Wrapping Up Whole30

Wrapping Up Whole30

We finished our Whole30 this past Friday – 30 days of ‘clean eating’ with no grains, sweeteners, dairy, legumes, soy, or anything artificial. Truthfully, we’re going all the way until Easter Sunday before we go off plan, but we decided to bring back dairy in after our 30 days. Not just any dairy, though: dairy from our own backyard!  Raw goat milk that is unpasteurized and non-homogenized and unbelievably creamy and delicious.

We did Whole30 about 2 years ago, and it was a disaster. This time was much better. We thought that we would need to do a lot of meal planning this time around, but in truth it wasn’t the planning that made it successful. There were 3 things that made a huge difference: the Ninja, the Air Fryer and potato flakes.
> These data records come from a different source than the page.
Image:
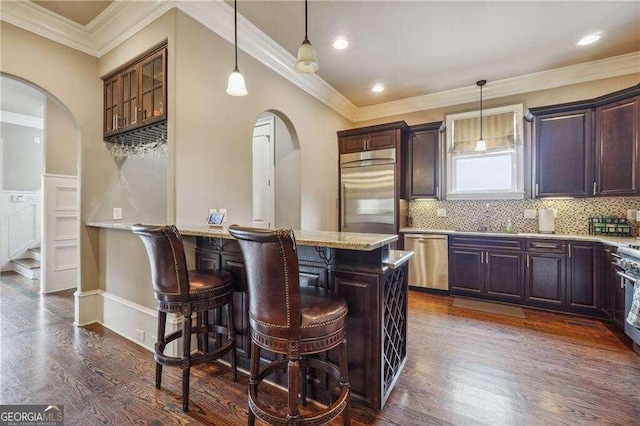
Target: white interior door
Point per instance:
(263, 174)
(59, 267)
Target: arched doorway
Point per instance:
(276, 172)
(40, 204)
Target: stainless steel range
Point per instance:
(628, 269)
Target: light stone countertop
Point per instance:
(397, 258)
(612, 241)
(339, 240)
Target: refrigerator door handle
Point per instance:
(342, 224)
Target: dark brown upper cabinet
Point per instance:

                 These unassuming kitchen tools were the backbone of our Whole30

I’ve always had a blender, but I’ve only recently had a Ninja. This appliance has made everything to do with blending so easy.  We’ve been having smoothies most Sundays, when mornings are hectic and cooking just isn’t going to happen.  We also used it to blend a spoonful of coconut cream into our coffee.  Although it added a mildly nutty flavor, neither of us cared for the watery taste almond milk imparted.  And just adding a the coconut cream on it’s own (like we did in our previous Whole30 attempt) left a slick of oily residue on the top once the cream had melted in.  Whizzing it in the blender emulsified the oils in the cream and was a perfect way to start the morning!  In fact, even though we’re adding milk to our coffee again, I’ve kept on giving it a quick whirl in the Ninja to give it a bit of extra creaminess.  
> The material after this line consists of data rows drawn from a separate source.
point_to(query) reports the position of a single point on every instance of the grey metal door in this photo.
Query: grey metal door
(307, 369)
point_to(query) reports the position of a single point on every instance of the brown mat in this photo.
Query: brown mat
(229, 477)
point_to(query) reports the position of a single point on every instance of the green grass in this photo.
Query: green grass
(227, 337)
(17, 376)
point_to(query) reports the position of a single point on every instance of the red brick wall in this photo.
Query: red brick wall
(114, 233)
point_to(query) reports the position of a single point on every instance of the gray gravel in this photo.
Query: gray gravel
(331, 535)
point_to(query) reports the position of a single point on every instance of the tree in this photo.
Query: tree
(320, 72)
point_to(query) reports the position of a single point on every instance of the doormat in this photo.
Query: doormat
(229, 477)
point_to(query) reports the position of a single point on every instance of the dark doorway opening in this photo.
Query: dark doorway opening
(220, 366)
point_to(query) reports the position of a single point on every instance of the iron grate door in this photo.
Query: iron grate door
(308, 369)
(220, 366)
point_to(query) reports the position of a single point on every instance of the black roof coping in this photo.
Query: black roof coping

Next is the Air Fryer. The air fryer doesn’t technically fry anything- it’s nothing more than a high powered counter top convection oven. It has a basket that fits into the bottom piece, and using it is as easy as spritzing whatever you’re cooking with a little oil, dumping it in the basket, and turning it on. Any extra oil falls below the basket and you get a really great crisp, just like deep fried food. Our favorite thing to make has been sweet potatoes. Sweet potato fries, sweet potato coins and diced sweet potatoes, they cook up beautifully!  I also like it for simple things like whole baked potatoes, which would normally take an hour or so in the oven but can be done in 40 minutes in the fryer. Handy if the oven is occupied with something else, or if I’m making a late dinner for Steve and don’t want to turn the oven on for a single potato.
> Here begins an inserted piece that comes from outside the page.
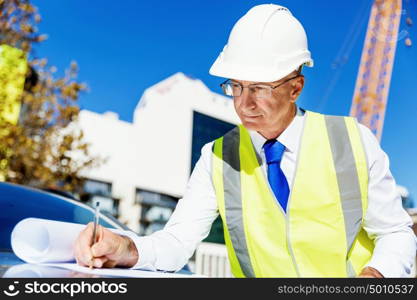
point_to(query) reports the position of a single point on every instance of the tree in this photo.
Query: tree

Sweet Potato/Sausage hash, made possible by the air fryer! Diced potatoes roasted in the fryer while I browned the sausage, then were added in the pan along with a few chopped onions to cook together for a few more minutes. 

And speaking of potatoes, I discovered the amazing product that is the potato flake! (Not potato flour, specifically potato flakes. Like what you would make instant mashed potatoes with, but plain.) We used coconut flour a lot for breading last time, and while I like coconut it gets really old as an underlying flavor with every meal. It also had a somewhat strange texture that got soggy quickly.  Potato flakes elevated our Whole30 to a whole new level. Moist, tender meatloaf and meatballs. Crisp chicken tenders.  Golden fried haddock.  In fact, we liked them so much that bread crumbs are going to be a thing of the past in this kitchen!  We’ll be sticking with them for good, even when we’re completely done with Whole30.

Okay, so food photography isn’t my thing. But this potato-flake breaded haddock is so good that there’s a possibility it completely negates the point of Lenten abstinence.

I really appreciated what I’ve been able to take away from this Whole30. It was a little eye opening to realize that despite the fact that we are fairly careful with our food choices, there are so many additives, even in seemingly innocuous foods.  (Sugar as an ingredient in frozen hash browns?  Really?  Aren’t hash browns just…potatoes???)  And in order to avoid food boredom, we got more creative with our fruits and veggies than we normally would have.  I’m going to enjoy incorporating the recipes and cooking techniques into our ‘normal’ diet, which will definitely be looking a little different moving forward!